Когда мальчик стаскивал с головы и заправлял рубашку, в складках ее нечаянно запуталась пчела. Никто не заметил, как она перебралась со спины на плечо и повисла на краю воротника. При каждом движении Ромаса воротник то приближался к шее, то отходил. Пчела выжидала. Мальчик взмахнул рукой, воротник приподнялся и коснулся лица. Тут пчела вцепилась всеми лапками в щеку и вонзила жало. Ромас вскрикнул.
— Пчела-а-а! — заорал Алпукас.
— Никак, ужалила! Ужалила? Кого? — всполошился дед.
Подбежал лесник и выдавил из щеки Ромаса тонкое черное жало.
— Приложи что-нибудь холодное, железное! Приложи скорее! — командовал с воза дед.
Отец вынул из кармана нож, несколько раз воткнул лезвие в землю, чтоб захолодело, и приложил к щеке Ромаса.
— Сильно болит? — спросил старик, когда телега выбралась с луговины на дорогу и все залезли на сено.
— Не очень, — сквозь зубы процедил Ромас.
Щека болела.
Старик похлопал Ромаса по плечу:
— Вот это я понимаю! Если и болит, терпи. Ты же мужчина!
Ромас улыбнулся. Он уже почти не чувствовал боли и даже гордился — пчела ужалила, а он не жалуется.
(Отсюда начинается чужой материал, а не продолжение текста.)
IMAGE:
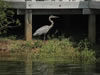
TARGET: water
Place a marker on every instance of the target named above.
(19, 68)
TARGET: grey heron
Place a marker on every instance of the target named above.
(44, 29)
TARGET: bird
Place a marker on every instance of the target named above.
(44, 29)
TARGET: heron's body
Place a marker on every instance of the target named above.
(44, 29)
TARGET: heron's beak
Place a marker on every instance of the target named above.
(56, 17)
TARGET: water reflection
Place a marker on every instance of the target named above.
(18, 68)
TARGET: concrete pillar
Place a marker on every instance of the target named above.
(92, 28)
(28, 25)
(28, 65)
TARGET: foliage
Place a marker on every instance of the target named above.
(6, 17)
(63, 51)
(54, 51)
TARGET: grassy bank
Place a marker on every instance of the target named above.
(52, 50)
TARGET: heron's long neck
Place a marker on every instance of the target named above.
(52, 23)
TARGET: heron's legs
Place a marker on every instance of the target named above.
(44, 37)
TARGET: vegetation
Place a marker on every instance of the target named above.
(53, 51)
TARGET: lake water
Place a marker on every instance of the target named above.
(19, 68)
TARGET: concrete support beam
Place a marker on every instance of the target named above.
(92, 28)
(28, 25)
(28, 65)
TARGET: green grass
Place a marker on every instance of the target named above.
(54, 50)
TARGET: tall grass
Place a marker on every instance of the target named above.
(55, 50)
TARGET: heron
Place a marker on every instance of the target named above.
(44, 29)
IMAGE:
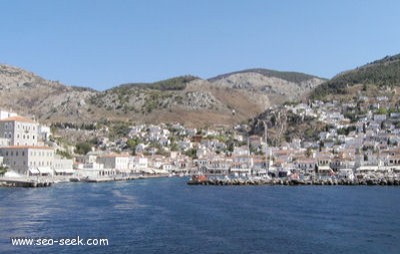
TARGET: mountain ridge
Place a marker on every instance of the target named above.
(230, 99)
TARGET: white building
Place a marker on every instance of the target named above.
(114, 161)
(62, 166)
(29, 160)
(6, 114)
(19, 130)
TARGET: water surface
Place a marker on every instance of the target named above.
(168, 216)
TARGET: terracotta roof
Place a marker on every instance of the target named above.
(113, 155)
(17, 119)
(28, 147)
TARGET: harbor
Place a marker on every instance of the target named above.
(293, 181)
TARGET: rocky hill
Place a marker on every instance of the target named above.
(225, 99)
(381, 73)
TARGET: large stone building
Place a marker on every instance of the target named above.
(115, 161)
(19, 131)
(29, 160)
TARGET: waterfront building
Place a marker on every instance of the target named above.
(29, 160)
(114, 161)
(20, 131)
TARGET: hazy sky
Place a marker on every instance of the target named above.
(105, 43)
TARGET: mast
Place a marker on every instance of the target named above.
(267, 159)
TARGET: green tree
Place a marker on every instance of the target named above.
(308, 152)
(3, 170)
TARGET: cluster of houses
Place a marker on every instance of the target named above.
(348, 148)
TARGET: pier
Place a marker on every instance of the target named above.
(288, 181)
(25, 182)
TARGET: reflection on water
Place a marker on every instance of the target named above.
(168, 216)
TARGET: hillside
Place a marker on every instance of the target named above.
(380, 73)
(226, 99)
(29, 94)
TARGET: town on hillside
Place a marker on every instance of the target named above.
(358, 143)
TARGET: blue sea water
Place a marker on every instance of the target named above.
(168, 216)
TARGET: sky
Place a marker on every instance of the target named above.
(101, 44)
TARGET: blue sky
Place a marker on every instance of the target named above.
(101, 44)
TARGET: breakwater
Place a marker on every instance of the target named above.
(288, 181)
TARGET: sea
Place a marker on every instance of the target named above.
(166, 215)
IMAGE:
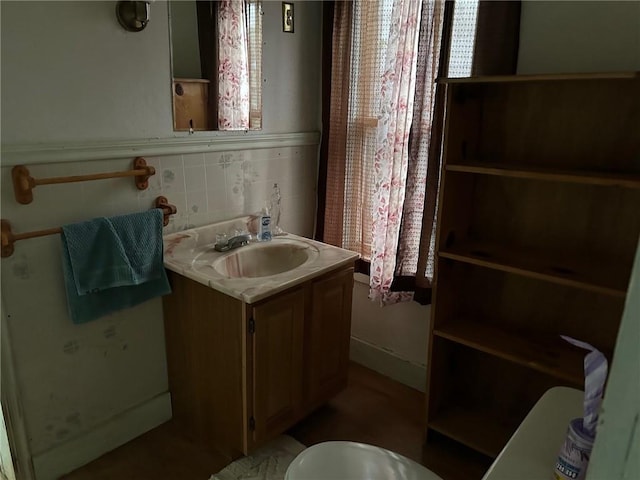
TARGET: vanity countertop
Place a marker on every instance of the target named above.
(532, 451)
(190, 253)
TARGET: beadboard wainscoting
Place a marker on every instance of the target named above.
(103, 383)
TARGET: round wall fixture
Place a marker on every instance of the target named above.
(133, 16)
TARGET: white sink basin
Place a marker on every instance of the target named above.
(253, 272)
(265, 259)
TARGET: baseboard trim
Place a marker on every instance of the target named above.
(30, 154)
(389, 364)
(117, 431)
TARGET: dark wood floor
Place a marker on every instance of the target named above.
(373, 409)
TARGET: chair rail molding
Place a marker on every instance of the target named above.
(31, 154)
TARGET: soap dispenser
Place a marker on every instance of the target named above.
(264, 227)
(275, 210)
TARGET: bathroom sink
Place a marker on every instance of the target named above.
(252, 272)
(265, 259)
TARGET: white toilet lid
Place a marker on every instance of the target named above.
(354, 461)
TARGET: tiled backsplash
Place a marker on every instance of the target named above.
(74, 377)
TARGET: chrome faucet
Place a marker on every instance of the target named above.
(233, 242)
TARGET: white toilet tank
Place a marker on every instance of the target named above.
(354, 461)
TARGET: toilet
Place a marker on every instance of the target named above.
(354, 461)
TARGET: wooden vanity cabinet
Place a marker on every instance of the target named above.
(240, 374)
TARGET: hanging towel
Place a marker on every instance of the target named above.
(113, 263)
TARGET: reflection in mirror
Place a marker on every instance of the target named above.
(216, 56)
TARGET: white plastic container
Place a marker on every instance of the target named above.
(264, 228)
(573, 458)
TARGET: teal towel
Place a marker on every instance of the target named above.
(113, 263)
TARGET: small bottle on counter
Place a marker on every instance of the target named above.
(275, 210)
(264, 226)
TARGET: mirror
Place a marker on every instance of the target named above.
(216, 64)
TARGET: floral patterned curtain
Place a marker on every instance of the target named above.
(385, 60)
(233, 66)
(391, 158)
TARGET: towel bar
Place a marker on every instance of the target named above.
(8, 238)
(24, 183)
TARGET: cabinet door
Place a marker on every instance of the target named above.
(277, 344)
(329, 332)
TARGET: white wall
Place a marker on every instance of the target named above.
(73, 79)
(70, 73)
(616, 452)
(579, 36)
(391, 340)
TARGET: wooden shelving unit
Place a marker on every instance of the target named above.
(608, 179)
(539, 217)
(548, 355)
(585, 273)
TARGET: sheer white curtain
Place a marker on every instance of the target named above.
(381, 205)
(233, 66)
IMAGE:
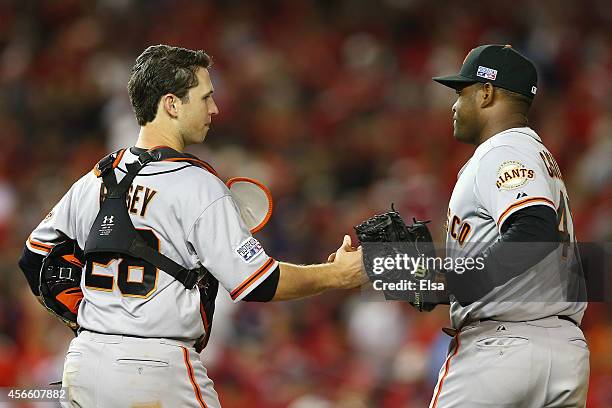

Алпукас почти завидовал, что беда приключилась не с ним, а с Ромасом…
На лес, на поля и луга медленно наползали сумерки. Было по-прежнему тепло, только чуть посвежело после дневной духоты. Все вокруг посерело, словно затянулось дымкой. В полутьме там и сям замерцали огоньки — один, другой. Но их было мало, как звезд в этот ранний вечер. В деревне летом редко где зажигают огонь. Люди рано ложатся и рано встают.
Ехали молча… Хорошо было ехать так. Кругом тишина… Лишь в придорожной траве что есть мочи трещали неугомонные кузнечики, пофыркивала лошадь да изредка чиркало колесо по задку телеги: шши-и-рк, шши-и-рк… Видно, чека отошла.
Вдруг Алпукас вскрикнул:
— Смотрите, смотрите, душа пруссака!
Все, как по команде, повернули головы в одну сторону, и только Ромас озирался, не зная, куда смотреть. В полукилометре от дороги, возле обрыва, виднелся старый, заброшенный завод, где когда-то выжигали известь, а потом якобы стали являться призраки. Рассказывали, что вскоре после первой мировой войны откуда-то взялся в деревне немец. День-деньской он таскался по полям, что-то копал, вынюхивал… Приглянулся ему каменистый бросовый участок. Купил его пруссак, поставил там завод — печь, склады, — понанимал рабочих и давай известь выжигать. Поначалу дело шло на лад, а потом пласты известняка неожиданно кончились, пруссак обанкротился и повесился в своем подвале. Там его и нашли в одно прекрасное утро.